Pedi para que o taxista esperasse alguns minutos enquanto eu analisava meu imóvel. Tudo parecia um sonho e o primeiro pavimento tinha uma ampla sala de estar com piso em porcelanato onde, no final do grande cômodo, a piscina dos fundos adentrava o ambiente criando um efeito perfeito com o teto alto cheio de luzes de Leds. Você poderia mergulhar no quintal e sair na sala de estar. Uma escada de madeira levava até as quatro suítes do segundo andar, uma delas com teto de vidro e hidromassagem bem ao lado da cama king Size. A parede junto a banheira, ladeada por um deck de madeira, também era de vidro me mostrando uma das mais belas vistas que eu já havia visto até então.

Não tive dúvidas em fazer o que eu deveria fazer a seguir. Saquei o telefone do bolso e disquei um número. A voz doce do outro lado da linha respondeu.

— Alô?

— Oi Clara. Estive pensando se você não gostaria de passar uns dias em minha nova casa em Angra.

— Claro que sim. Podemos marcar um final de semana...

— Eu sou um cara muito imediatista sabe. Estive pensando em adiantar essa sua visita.

— Nossa gatinho, que pressa é essa. Hoje é segunda. Posso te visitar na sexta pois saio mais cedo do serviço.

Eu mesmo não estava mais me reconhecendo. Nunca fui um homem atirado e minha timidez sempre me atrapalhou, mas havia algo no ar, um cheiro bom. O mesmo cheiro do perfume de Clara. Fui rápido e direto, não me interessava muito a resposta da bela morena.

— É o seguinte. Eu estou mandando o taxista ir te buscar agora. Até a noite você chega. Esquece essa porra desse seu emprego, você agora está de férias comigo. O que você precisar eu vou te dar.

— Que convite delicioso. Estarei esperando o taxi. Hoje a noite é nossa.
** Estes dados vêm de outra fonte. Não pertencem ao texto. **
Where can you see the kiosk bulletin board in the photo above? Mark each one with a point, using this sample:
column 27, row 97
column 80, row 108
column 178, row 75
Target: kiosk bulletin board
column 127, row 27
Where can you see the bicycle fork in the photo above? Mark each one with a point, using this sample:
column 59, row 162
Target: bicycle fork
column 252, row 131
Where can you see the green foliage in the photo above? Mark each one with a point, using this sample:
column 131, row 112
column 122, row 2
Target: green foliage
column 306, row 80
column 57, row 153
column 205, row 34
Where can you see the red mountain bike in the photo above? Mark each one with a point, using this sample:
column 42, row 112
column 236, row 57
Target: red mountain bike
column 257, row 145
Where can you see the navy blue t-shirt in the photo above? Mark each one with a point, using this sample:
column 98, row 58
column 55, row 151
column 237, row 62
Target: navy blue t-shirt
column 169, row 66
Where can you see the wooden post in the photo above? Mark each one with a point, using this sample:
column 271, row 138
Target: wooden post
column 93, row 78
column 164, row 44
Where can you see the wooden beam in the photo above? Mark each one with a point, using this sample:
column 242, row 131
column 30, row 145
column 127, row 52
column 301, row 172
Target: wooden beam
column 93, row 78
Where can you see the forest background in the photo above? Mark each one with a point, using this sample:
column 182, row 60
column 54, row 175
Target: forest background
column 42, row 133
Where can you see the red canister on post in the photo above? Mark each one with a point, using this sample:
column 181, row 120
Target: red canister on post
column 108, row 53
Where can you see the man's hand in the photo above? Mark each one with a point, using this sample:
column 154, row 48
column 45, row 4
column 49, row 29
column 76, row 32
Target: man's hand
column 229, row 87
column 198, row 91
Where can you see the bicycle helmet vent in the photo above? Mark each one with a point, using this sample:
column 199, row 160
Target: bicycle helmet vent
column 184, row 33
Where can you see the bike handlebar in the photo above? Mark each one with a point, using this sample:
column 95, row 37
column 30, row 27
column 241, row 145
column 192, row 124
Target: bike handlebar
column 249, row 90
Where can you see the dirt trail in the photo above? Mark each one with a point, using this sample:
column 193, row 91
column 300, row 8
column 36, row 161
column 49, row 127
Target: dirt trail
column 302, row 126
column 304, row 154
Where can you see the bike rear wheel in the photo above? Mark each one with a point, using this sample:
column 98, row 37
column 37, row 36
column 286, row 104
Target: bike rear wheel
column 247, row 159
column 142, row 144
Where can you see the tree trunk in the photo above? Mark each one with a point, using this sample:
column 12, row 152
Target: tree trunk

Desliguei o telefone ainda perplexo. Nunca foi tão fácil. E ficar com uma mulher como Clara era algo inédito, o perfume do inferno exalava cada vez mais intenso.

Não vou dar muitos detalhes de minha primeira noite com Clara. Esta é uma história para contar minha ascensão e queda e não um diário pornográfico. A única coisa que posso relatar sobre Clara é que ela chegou quando estava anoitecendo e depois deste dia só nos separamos cinco anos mais tarde após o trágico acidente de carro que ceifou sua vida, minha única condição era que ela não engravidasse, longe de mim querer ter um filho, ou melhor, uma filha. Nesta época eu havia investido uma grana em ações de uma empresa de tecnologia e tripliquei o investimento rapidamente por causa de um aplicativo de mensagens instantâneas. As coisas estavam indo cada vez melhor e tudo que eu tocava virava ouro. Das minhas cinco residências eu fiquei apenas com a casa de Angra dos Reis, as outas quatro eu vendi e com parte do dinheiro adquiri uma cobertura em Ipanema, para ficar mais perto dos negócios. Eu investia em ações e tinha participação em duas fazendas. Nos três anos seguintes me especializei em gado e milho. Os negócios cresceram ainda mais a minha vida deu um salto quando comecei a fabricar um ótimo uísque comparado aos melhores da Escócia. Nada dava errado e até os fiscais sanitários eram meus grandes amigos.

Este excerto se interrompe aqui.